Selecting signs to promote your both is a simple task, all you have to do is clarify your Need, consider your surroundings and finally, make sure your sign selection is indeed adding value to your booth.
First, consider the Need - what are the benefits you wish to receive from the signs in your booth; what are they intended for:
- Draw visitors into the booth?
- Serve as a beckon for easy recognition of the booth's location?
- Describe a process or a product?
- Present a list of benefits your product/service offers?
- Present a list of store locations?
In order for the signs to be beneficial you have to derive a clear strategy using the 5W's:
Who is the sign intended for? What is the sign suppose to achieve? When should the sign be visible to visitors? Where should I locate the signs? Why do I even need them? Once you have all the answers filled out you will be ready to face the 6thW question– Which sign frame should I select?
There are three main categories in the indoor wayfinding industry: custom-made, modular and MCFT. The first two are self-explanatory, but the third requires a quick review, as the Modular Curved Frame Technology (MCFT) market is a relatively new market based on the need to fill the gap between custom fabricated sign systems and modular sign systems resulting in a flexible, eco-friendly solution.
Now that you have created a strategy by answering the 5W's and have selected which system you wish to work with, it is time to consider your surroundings. There are several important aspects to consider:
- Find out what is offered by the exhibition organizers. For instance, will the booth number be an actual frame sign or a printed sheet taped on to the side of your booth, do they offer onsite solutions for your in-booth signage requirements, etc.
- Study the rules & regulations published by the organizers to make sure the signs you select are not in violation. For instance: Are their height limitations? Can you hang signs from the ceiling? Can you mount sign frames onto the provided booth walls? Etc.
- Study your floor plan and decide where you should place signs and what size they should be in order to be most attractive without taking away from the product/service you are presenting.
Finally, it is your responsibility to make sure the signs are adding value. Start off by making sure your sign do NOT become an obstacle preventing easy access to your booth, i.e. keep the pathways clear. Next, if you have included pylons (i.e. tower/totem signs) in your floor design—make sure you have room for them inside your booth, as show organizers are very strict on having the isle ways clear. Also, you have to keep in mind that you will not be allowed to mount them to the floor, so you have to have them built on an extra wide basis to prevent an accident. Similarly, if you intend to have flashing lights of any sort, you should make sure that they are welcoming/attractive and not blinding/irritating. Similar restrictions and considerations exist for each sign element you include in your design and it is your job to figure out the advantages and disadvantages of each solution considered.
Accordingly, you should probably consult a sign manufacturer who will be willing to assist you with your design needs and who has exhibition experience. When it comes to locating the supplier or sign system you wish to work with > select a sign manufacturer and system which have experience and can provide you with booth the products you need and the consultation you require.

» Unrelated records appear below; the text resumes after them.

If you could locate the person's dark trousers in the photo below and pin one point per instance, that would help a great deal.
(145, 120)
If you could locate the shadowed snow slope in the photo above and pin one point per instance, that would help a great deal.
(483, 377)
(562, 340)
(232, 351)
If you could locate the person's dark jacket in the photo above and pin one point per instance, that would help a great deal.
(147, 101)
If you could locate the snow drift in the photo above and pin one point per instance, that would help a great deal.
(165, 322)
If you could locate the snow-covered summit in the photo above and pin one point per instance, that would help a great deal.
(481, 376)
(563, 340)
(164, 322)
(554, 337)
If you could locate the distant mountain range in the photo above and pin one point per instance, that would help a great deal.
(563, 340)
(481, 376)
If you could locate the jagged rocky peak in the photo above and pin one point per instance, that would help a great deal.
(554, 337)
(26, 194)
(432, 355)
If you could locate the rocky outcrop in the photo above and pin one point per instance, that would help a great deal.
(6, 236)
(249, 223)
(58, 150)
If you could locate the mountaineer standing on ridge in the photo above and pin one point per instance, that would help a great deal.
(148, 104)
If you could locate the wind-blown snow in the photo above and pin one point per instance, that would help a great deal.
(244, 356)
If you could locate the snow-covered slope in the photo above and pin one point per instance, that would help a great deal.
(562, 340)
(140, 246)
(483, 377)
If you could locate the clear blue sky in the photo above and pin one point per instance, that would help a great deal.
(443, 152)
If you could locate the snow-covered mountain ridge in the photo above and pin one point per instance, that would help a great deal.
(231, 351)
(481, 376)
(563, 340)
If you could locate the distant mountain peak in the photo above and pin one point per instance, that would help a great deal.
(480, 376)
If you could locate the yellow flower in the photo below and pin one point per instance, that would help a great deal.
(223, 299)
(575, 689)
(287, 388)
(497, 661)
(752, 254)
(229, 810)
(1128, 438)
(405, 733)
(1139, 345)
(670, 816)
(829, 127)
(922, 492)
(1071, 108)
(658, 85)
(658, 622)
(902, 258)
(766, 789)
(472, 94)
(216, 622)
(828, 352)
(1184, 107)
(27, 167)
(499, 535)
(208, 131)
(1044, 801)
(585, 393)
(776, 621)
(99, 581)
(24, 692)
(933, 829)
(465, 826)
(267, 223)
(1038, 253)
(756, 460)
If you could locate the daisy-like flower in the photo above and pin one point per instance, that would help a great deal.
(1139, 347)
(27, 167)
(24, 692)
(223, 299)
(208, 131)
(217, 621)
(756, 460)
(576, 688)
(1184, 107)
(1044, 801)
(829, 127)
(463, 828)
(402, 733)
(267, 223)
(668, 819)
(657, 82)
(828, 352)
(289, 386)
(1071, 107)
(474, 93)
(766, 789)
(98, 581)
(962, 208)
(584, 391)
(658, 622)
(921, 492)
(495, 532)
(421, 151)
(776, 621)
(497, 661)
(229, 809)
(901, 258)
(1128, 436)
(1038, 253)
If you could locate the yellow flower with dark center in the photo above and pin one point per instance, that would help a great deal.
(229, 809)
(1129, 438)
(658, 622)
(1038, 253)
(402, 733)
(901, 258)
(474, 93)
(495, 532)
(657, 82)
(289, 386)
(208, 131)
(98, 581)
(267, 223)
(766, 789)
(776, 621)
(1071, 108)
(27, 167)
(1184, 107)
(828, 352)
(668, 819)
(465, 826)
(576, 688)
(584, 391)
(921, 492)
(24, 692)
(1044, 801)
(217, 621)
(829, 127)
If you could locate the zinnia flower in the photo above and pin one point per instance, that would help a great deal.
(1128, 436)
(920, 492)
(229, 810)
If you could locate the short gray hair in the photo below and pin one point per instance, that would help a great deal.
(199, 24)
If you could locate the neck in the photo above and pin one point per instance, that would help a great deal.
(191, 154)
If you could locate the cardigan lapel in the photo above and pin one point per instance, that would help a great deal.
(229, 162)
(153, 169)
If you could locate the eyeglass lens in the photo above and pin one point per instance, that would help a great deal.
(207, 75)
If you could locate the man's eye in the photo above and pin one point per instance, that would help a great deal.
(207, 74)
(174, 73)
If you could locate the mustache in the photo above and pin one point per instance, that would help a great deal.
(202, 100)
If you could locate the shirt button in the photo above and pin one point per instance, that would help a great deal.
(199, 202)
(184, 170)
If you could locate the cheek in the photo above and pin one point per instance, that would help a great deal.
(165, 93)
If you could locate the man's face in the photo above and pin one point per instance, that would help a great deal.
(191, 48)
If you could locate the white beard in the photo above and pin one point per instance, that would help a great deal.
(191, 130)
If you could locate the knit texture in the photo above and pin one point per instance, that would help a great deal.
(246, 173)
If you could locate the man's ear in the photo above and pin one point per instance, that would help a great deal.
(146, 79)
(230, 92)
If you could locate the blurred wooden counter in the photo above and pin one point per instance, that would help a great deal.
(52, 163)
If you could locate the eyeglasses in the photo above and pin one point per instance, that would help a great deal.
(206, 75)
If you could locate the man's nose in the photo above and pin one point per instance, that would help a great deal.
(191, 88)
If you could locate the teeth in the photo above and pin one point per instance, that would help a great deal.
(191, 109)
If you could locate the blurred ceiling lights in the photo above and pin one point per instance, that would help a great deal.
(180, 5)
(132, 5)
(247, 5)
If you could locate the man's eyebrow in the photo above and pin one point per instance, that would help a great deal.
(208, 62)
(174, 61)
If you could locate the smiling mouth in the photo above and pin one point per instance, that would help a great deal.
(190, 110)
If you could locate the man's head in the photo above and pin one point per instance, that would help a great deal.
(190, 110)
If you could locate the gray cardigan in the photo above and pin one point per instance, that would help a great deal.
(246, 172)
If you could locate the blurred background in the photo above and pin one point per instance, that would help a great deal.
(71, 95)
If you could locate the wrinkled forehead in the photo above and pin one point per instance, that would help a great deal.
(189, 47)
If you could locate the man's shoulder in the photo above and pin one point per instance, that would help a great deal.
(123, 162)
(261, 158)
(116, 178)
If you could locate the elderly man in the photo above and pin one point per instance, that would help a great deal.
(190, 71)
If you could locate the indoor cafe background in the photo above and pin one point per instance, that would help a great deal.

One final word of advice, review your strategy and booth drawing one more time before you submit it and considers the following question: Are your signs drawing attention from your product? Your biggest mistake will be to have an amazing booth which is attractive, trendy and eye-catching which draws all the attention away from your product/service you are actually promoting. Don't get me wrong, the booth should be amazing, but only in a way that contributes to brand awareness, creates interest in your product and leaves a memorable impression. We want people walking away thinking about your product and not just how amazing your booth looked or how tasty the refreshments were.